"The tourists are not getting onto those old, faulty trams, but onto these new, clear buses."
Translation:A turisták nem azokra a régi, rossz villamosokra szállnak fel, hanem ezekre az új, világos buszokra.
"Clear" has a lot of different meanings, and it's hard to intuit what's intended. It's especially hard since "világos" is not an adjective that anyone ever applies to buses, as far as I know.
Can clear mean light-coloured? Because I can't think of any other possible meanings for világos when it describes an object.

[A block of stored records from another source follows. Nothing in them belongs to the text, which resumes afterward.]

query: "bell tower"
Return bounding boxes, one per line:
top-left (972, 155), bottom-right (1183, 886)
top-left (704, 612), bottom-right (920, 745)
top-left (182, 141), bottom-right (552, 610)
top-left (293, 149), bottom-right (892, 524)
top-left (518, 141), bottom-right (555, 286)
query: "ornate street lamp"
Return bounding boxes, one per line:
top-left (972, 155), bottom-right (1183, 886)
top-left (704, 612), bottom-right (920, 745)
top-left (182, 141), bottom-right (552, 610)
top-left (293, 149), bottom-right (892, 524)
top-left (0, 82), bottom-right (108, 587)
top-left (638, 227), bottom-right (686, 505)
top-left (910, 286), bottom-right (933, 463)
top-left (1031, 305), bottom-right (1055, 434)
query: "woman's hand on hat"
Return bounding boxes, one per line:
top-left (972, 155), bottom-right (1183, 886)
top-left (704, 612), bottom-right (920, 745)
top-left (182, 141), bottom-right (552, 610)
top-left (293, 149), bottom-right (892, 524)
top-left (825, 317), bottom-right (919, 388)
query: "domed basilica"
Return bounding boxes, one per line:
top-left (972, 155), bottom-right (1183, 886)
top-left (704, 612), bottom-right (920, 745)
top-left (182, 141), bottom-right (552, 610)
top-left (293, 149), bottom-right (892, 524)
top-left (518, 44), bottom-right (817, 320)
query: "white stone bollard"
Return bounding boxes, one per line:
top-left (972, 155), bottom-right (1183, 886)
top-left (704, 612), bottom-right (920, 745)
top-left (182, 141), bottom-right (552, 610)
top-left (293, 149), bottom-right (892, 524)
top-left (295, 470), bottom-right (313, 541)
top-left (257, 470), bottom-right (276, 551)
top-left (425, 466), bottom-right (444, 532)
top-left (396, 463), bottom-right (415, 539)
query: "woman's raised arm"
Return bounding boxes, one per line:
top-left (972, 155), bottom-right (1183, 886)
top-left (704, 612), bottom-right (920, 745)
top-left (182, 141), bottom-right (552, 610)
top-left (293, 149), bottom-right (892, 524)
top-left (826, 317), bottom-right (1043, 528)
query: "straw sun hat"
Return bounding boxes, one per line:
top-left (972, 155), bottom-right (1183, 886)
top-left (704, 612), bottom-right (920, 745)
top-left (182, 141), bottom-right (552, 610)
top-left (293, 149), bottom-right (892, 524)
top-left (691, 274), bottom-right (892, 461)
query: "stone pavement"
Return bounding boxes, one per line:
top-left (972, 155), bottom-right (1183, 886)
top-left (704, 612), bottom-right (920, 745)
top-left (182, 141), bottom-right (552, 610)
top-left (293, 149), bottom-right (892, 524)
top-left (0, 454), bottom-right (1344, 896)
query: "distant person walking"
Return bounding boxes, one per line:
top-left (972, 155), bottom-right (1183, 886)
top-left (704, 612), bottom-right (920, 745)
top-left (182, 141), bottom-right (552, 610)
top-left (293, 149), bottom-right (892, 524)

No, I don't think "clear" ever means "light-coloured." Used in conjunction with colors, clear normally means "transparent" or "see-through." Somewhat less commonly - and generally only in certain formulaic expressions - it can mean "pure" (as in, "Look at the clear blue sky; there isn't a single cloud.")
When I read the Hungarian sentence the meaning that came to mind for világos was "bright" or "well lit," as in "szép világos szoba kiadó" or whatever. Nice bright new buses instead of the filthy dingy old ones.
That's a possible context. Still, I think this is probably just a mistake. The primary meaning of világos is "light-coloured", it can only mean "clear" in the sense of "easy to understand", which obviously can't be applied to a bus, be it old or new. :D
"Világos" can also mean that a lot of light comes in. Big, open space, bigger windows, more light. Older vehicles definitely had smaller windows.
This applies to homes, rooms, too. More light, less furniture, lighter colors. The home is lighter.
I don't know what would be the best English word to describe this. "Clear" may not be it. My first association on seeing "clear" was "transparent" ("átlátszó"). And I thought they mistakenly wrote it instead of "clean" ("tiszta").